Wesentlichkeitsanalyse in der Sozialwirtschaft – Ein Bericht aus der Praxis
Die Wesentlichkeitsanalyse ist ein zentraler Bestandteil und Voraussetzung einer erfolgreichen und aussagekräftigen CSRD-Berichterstattung. Diese Analyse hilft, jene Inhalte der EU-Norm (ESRS) zu identifizieren, die speziell für das Unternehmen relevant bzw. wesentlich und daher auch berichtspflichtig sind. Doch wie gelingt eine solche Analyse für die Sozialwirtschaft? Die xit durfte das HPZ Krefeld bei der Erstellung Ihrer Wesentlichkeitsanalyse begleiten und beraten. Nachfolgend wollen wir den Projektablauf skizzieren und wichtige Praxistipps für die erfolgreiche Analyse teilen.

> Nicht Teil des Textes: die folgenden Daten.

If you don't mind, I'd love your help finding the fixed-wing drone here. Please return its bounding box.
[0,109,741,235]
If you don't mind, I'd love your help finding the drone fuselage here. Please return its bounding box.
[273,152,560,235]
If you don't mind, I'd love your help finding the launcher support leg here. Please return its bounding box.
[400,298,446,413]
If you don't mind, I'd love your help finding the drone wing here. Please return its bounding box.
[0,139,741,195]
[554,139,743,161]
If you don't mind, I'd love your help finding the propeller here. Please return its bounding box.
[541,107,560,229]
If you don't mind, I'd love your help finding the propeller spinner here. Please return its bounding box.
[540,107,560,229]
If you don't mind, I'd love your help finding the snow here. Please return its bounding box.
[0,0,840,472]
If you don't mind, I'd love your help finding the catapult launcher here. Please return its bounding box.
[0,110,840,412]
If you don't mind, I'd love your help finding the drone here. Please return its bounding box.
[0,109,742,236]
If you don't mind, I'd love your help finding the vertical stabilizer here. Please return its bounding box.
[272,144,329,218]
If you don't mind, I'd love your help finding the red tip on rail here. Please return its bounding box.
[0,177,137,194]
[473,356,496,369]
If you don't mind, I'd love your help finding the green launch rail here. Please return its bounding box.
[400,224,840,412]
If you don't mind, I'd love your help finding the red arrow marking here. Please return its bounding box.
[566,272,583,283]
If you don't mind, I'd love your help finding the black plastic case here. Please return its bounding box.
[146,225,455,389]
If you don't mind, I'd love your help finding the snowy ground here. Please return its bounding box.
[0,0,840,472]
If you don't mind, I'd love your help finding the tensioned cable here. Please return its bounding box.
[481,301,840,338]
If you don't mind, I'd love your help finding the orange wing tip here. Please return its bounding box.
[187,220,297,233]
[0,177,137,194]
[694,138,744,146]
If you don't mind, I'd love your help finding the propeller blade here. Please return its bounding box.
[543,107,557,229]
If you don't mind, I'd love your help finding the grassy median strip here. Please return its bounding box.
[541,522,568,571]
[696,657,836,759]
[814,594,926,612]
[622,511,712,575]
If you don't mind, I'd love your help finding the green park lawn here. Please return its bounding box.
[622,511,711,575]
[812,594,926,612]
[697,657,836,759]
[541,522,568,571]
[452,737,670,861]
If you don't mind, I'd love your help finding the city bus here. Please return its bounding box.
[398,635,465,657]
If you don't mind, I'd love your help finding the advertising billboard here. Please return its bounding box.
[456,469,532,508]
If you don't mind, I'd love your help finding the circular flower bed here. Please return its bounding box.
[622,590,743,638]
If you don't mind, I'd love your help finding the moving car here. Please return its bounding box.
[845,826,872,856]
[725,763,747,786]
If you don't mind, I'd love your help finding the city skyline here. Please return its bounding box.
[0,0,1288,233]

Schritt 1: Vorbereitungsphase und Aufbau des Projektteams
Ein wichtiger Schritt innerhalb des Projektes war eine Abstimmung eines Projektzeitplanes und der Aufbau eines Projektteams. Insbesondere der letzte Punkt war hierbei rückblickend von besonderer Bedeutung. Das HPZ Krefeld entschied sich für ein schlankes Projektteam, welches aus der Geschäftsführung, dem Marketing und den Geschäftsleitungen aus dem kaufmännischen Bereich, sowie Produktion und Technik bestand. Dieser Aufbau stattete das Projektteam mit der nötigen Entscheidungskompetenz, sowie dem Organisationswissen und dem Fachwissen aus, um das Projekt erfolgreich zu gestalten, während es weiterhin schnelle Entscheidungsfindungen und zielführende Diskussionen ermöglichte.
Aus unserer Sicht empfiehlt es sich bei der Zusammenstellung eine Projektgruppe die folgenden Punkte zu berücksichtigen:
- Klasse Statt Masse: große Projektgruppen entschläunigen den Prozess. Wir empfehlen Kernteams von maximal 7 Personen.
- Denken Sie organisationsübergreifend und beziehen Sie verchiedene Abteilungen und Hirarchieebenen in den Prozess ein.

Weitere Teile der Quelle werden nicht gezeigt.